When a quality check fails, data is not promoted to serving stores. The last-known-good data remains available.

sequenceDiagram
    participant DAG as Dagster
    participant QC as Quality Checks
    participant DLQ as Dead Letter Queue
    participant API as Control-Plane
    participant Consumer as Data Consumer

    DAG->>DAG: Execute SQL transform
    DAG->>QC: Run quality checks
    QC-->>QC: Critical check FAILS (e.g., null dates)
    QC->>DLQ: Route failed execution to DLQ
    QC->>API: Publish quality.failed event
    API->>API: Execution marked FAILED
    Note over Consumer: Last-known-good data<br/>remains available
    Consumer->>API: GET /products/my-product/data
    API->>API: Serve last successful version

Key principle: consumers never see fresh-but-wrong data. Quality checks are the gate between execution and serving.
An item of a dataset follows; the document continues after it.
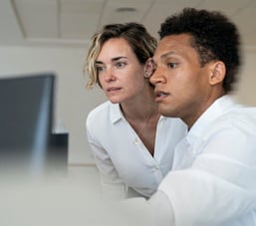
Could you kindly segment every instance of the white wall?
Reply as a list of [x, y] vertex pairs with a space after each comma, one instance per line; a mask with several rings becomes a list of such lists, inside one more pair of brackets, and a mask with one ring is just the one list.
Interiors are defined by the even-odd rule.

Every request is scoped to a tenant. The tenant boundary is enforced at multiple layers.

sequenceDiagram
    participant User as User (Browser)
    participant Portal as Portal (BFF)
    participant API as Control-Plane
    participant PG as PostgreSQL

    User->>Portal: GET /products
    Portal->>Portal: Extract tenant from JWT
    Portal->>API: GET /api/v1/products (+ JWT)
    API->>API: Validate JWT, extract tenant_id
    API->>PG: SET LOCAL app.tenant_id = $1
    PG->>PG: RLS policy filters by tenant_id
    PG->>API: Return tenant-scoped rows only
    API->>Portal: JSON response
    Portal->>User: Render products

Tenant isolation is enforced at 4 points:

  1. JWT — tenant_id extracted from auth token
  2. Service layer — all service methods receive tenant_id
  3. Database — PostgreSQL RLS policies filter by tenant_id
  4. Object storage — Ceph paths prefixed by tenant_id

Domain events flow through Redpanda, enabling loose coupling between services.

flowchart LR
    subgraph Producers
        API[Control-Plane API]
        DAG[Dagster]
    end
    subgraph Redpanda
        T1["tenant.{id}.products"]
        T2["tenant.{id}.executions"]
        T3["tenant.{id}.quality"]
    end
    subgraph Consumers
        NOTIFY[Notification Service]
        LINEAGE[Lineage Tracker]
        SENSORS[Dagster Sensors]
    end

    API --> T1
    API --> T2
    DAG --> T2
    DAG --> T3
    T1 --> SENSORS
    T2 --> NOTIFY
    T2 --> LINEAGE
    T3 --> NOTIFY

Topics are per-tenant (tenant.{id}.{domain}), ensuring complete tenant isolation at the event layer.